When we call the read() method we start reading from the cursor (also known as file offset) until the end of the file. The one exception is if the buffer is now big enough to fit the content of the file - in this case it will only read as many bytes as the buffer size updating the cursor accordingly.

There are obviously multiple variants of the read() method - read_to_string() that transforms content into a string or bytes() that will iterate over individual bytes from a given file. Programmers coming from languages like python are probably going to miss methods that allow reading individual lines but this is not available in the unbuffered mode. Don’t worry - we will get to that.

Closing a file

Astute readers might have noticed that we are not closing files in this example. This is actually by design - the file will be closed automatically the moment the file variable goes out of scope. When this happens a Drop trait for File structure is called and that causes the file to be closed for us. It very much should remind you about Context Managers in Python.

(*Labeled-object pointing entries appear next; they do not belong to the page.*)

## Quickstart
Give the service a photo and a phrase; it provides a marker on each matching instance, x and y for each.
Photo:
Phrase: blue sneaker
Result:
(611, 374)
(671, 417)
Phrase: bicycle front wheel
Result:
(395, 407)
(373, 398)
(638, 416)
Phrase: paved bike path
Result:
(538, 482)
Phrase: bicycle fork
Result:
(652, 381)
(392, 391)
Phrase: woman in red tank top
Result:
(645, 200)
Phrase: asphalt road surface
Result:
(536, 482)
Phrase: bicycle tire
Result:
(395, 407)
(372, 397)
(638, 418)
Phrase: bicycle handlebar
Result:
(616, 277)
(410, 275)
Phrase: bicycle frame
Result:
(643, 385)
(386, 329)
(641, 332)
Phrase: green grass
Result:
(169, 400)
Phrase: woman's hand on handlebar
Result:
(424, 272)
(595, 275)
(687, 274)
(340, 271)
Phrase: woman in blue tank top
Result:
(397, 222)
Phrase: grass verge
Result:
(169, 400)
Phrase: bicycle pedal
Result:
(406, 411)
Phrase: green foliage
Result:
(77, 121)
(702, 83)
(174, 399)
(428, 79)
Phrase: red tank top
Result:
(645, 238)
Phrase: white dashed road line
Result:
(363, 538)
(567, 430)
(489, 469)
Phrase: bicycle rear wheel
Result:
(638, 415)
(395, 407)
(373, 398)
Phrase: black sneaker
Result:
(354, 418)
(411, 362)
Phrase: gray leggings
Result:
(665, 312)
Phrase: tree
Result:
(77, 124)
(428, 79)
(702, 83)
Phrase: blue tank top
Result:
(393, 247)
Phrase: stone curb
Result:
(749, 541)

There is however little caveat - any errors encountered during closing a file are ignored. In order to handle them manually you need to call sync_all and work with the result of this function.

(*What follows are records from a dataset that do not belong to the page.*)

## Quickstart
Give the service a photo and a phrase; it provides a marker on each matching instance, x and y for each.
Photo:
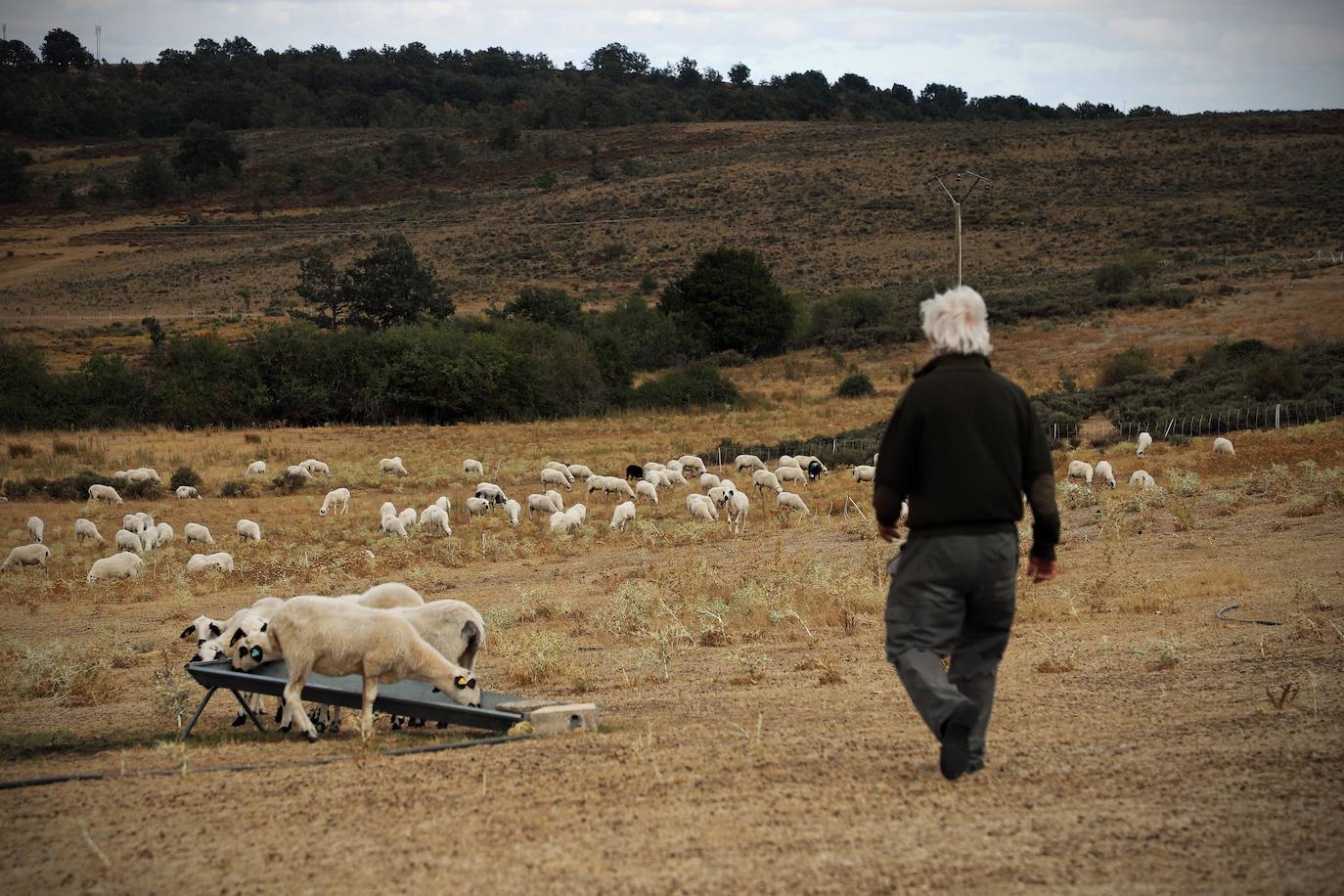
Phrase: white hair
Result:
(956, 323)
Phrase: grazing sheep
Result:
(1105, 473)
(624, 514)
(28, 555)
(542, 504)
(335, 639)
(128, 540)
(747, 463)
(764, 479)
(118, 565)
(197, 532)
(1081, 470)
(222, 560)
(104, 493)
(554, 477)
(87, 529)
(336, 497)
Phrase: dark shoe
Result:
(956, 758)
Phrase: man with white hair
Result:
(963, 446)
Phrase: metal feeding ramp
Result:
(408, 697)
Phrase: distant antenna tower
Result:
(957, 201)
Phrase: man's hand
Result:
(1041, 569)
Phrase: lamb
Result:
(28, 555)
(624, 514)
(747, 463)
(87, 529)
(118, 565)
(764, 479)
(1105, 473)
(336, 639)
(1081, 470)
(126, 540)
(223, 561)
(104, 493)
(556, 477)
(336, 497)
(197, 532)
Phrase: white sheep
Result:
(1081, 470)
(335, 639)
(87, 529)
(104, 493)
(197, 532)
(624, 514)
(28, 555)
(336, 497)
(128, 540)
(556, 477)
(1105, 473)
(222, 560)
(747, 463)
(118, 565)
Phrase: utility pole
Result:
(957, 201)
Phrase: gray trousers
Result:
(952, 597)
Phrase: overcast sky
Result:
(1187, 55)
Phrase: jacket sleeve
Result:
(897, 463)
(1038, 479)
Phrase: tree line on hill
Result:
(62, 92)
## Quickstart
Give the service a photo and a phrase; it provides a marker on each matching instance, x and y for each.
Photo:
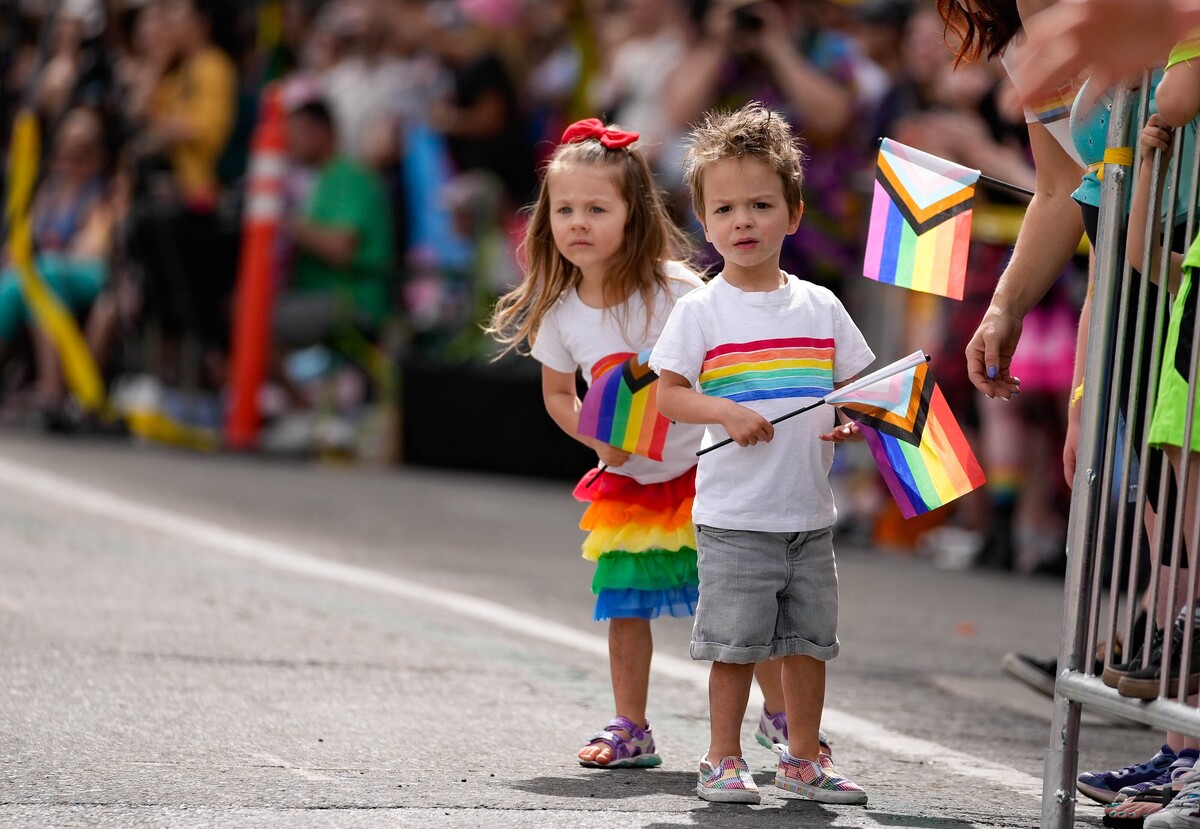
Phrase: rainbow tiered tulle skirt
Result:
(643, 542)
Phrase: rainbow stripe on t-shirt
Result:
(769, 370)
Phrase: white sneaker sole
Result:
(749, 796)
(820, 794)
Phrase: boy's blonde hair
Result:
(651, 240)
(753, 131)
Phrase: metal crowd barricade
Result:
(1113, 572)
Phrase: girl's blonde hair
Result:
(651, 239)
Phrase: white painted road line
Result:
(71, 494)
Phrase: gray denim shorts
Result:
(765, 594)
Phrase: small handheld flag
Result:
(921, 221)
(893, 400)
(934, 472)
(622, 406)
(876, 396)
(918, 446)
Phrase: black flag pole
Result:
(995, 182)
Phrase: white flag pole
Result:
(850, 389)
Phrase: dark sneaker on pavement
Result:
(1104, 786)
(1182, 766)
(1143, 684)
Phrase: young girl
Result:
(604, 270)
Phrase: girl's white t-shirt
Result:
(575, 336)
(773, 352)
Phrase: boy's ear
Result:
(795, 224)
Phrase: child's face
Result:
(587, 216)
(745, 216)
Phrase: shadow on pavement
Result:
(796, 811)
(612, 784)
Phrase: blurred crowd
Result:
(414, 133)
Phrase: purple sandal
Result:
(635, 751)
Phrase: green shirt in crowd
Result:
(347, 196)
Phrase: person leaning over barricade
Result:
(1056, 216)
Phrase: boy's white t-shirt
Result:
(773, 352)
(576, 336)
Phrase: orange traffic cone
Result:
(256, 271)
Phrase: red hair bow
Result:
(592, 127)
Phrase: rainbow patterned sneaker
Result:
(729, 781)
(817, 781)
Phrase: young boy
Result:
(759, 343)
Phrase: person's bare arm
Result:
(1177, 95)
(683, 404)
(1108, 40)
(563, 406)
(1048, 240)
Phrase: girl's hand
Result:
(845, 433)
(1071, 445)
(747, 426)
(1156, 136)
(610, 455)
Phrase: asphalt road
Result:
(191, 641)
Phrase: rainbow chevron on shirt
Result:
(769, 370)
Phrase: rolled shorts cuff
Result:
(803, 647)
(715, 652)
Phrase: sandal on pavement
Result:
(633, 751)
(1116, 816)
(773, 733)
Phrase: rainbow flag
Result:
(622, 406)
(933, 473)
(893, 401)
(921, 221)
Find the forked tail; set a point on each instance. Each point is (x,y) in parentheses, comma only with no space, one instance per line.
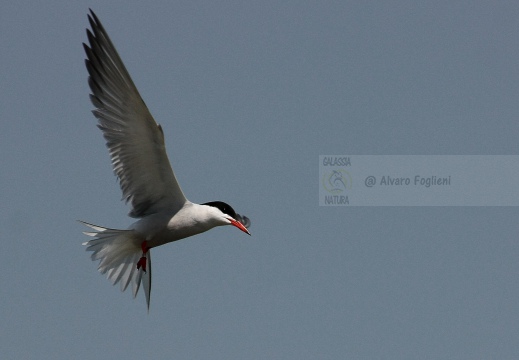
(119,252)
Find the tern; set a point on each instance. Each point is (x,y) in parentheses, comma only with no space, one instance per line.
(139,160)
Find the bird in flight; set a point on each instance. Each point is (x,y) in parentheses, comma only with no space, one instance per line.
(137,150)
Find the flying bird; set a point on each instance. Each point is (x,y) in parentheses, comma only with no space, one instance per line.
(137,150)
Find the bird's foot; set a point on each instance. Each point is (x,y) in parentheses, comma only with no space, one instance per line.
(142,261)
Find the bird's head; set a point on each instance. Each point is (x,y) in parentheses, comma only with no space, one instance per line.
(227,216)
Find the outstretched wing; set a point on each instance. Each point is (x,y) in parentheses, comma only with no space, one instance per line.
(135,141)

Creating a file and permissions

We started our journey by opening a single file using the File::open() call but you are probably wondering how to conduct more complex operations - like creating a file or opening one in append-only mode. Truth is that File::open() call (along with File::create()) are just aliases and the foundation upon which they rests is an std::fs::OpenOptions builder.

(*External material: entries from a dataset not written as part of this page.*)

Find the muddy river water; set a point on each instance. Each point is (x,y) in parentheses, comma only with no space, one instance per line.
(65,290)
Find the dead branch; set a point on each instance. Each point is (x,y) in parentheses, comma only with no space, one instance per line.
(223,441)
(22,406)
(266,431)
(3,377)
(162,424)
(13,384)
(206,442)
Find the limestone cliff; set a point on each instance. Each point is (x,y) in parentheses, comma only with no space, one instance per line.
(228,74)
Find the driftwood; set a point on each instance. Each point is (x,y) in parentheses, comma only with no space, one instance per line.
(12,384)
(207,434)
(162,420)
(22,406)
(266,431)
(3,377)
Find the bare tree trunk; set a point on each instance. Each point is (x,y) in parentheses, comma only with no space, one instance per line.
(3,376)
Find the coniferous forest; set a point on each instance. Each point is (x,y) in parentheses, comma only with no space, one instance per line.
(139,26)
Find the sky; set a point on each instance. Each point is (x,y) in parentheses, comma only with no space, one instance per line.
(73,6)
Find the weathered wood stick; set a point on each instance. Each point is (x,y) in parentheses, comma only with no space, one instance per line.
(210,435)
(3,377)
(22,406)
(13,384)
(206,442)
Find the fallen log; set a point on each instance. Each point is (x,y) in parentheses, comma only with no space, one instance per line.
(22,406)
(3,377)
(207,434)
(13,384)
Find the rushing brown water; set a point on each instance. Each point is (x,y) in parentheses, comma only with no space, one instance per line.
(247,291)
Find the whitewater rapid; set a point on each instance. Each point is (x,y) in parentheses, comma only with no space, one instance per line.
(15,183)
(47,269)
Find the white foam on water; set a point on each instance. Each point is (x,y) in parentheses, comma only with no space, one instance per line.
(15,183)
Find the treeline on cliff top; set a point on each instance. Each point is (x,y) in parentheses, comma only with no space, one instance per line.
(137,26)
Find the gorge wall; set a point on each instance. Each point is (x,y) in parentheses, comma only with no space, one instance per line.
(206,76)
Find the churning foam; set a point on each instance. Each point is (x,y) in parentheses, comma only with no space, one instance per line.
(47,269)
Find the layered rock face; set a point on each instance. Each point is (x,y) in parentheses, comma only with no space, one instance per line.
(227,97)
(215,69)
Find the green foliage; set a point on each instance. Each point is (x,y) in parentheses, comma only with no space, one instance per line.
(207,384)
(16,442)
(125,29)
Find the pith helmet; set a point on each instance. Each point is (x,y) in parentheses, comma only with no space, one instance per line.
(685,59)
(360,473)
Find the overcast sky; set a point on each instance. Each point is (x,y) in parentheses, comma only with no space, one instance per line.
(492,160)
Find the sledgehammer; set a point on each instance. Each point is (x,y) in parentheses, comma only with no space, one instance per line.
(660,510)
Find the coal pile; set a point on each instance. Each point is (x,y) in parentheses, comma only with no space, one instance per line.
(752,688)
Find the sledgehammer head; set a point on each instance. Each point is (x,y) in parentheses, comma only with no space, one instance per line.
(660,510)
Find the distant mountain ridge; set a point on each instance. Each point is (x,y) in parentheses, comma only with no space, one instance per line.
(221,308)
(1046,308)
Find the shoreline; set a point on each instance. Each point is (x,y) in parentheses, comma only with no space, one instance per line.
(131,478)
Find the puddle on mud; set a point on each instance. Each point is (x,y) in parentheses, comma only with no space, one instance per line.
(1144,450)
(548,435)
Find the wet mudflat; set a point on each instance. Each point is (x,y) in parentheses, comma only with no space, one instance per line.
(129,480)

A typical example would look like this:

fn main() {
    let file_path = Path::new("test.txt");

    let file = OpenOptions::new()
                .read(true)
                .write(true)
                .create(true)
                .truncate(true)
                .open(file_path);
}

In the example above we are creating a new file that will be writable and readable but we also truncate it’s size to zero.

Buffered access

Sometimes working with standard reads can be extremely inefficient. Let’s say we would like to implement a method that will read content of a file one line at a time. A naive implementation would rely on iterating byte by byte, appending the result into a buffer until we read a new line character. That would mean that we are doing a syscall for every byte read.

Fortunately there are better ways to do this. We can wrap a file handler in std::io::BufReader. This will create an underlying in-memory buffer (right now 8192 bytes long) that will get filled by a single read() call and will allow us to operate on it.

fn main() {
    let file_path = Path::new("/etc/passwd");

    match File::open(file_path) {
        Ok(file) => {
            let mut reader = BufReader::new(file);

            for _ in 0..5 {
                let mut line = String::new();
                reader.read_line(&mut line).unwrap();
                print!("=> {}", line);
            }
        }
        Err(err) => {
            eprintln!("Problem reading from {}: {}", file_path.display(), err);
        }

    }
}

In case we go over the buffer the underlying mechanism will make yet another read() call to refill the buffer using the current file offset. As you can see the most of the benefits from using the buffered reader (or writer) materialize when you are making multiple small and repeated operations.

Closing words

That concludes the first part of the series. As always - I’m planning more parts but it is not my intention to go against my readers. If you have enjoyed this part please let me know and I will write some more. For the sake of completeness I should probably write something about directories, extended attributes as well as monitoring files.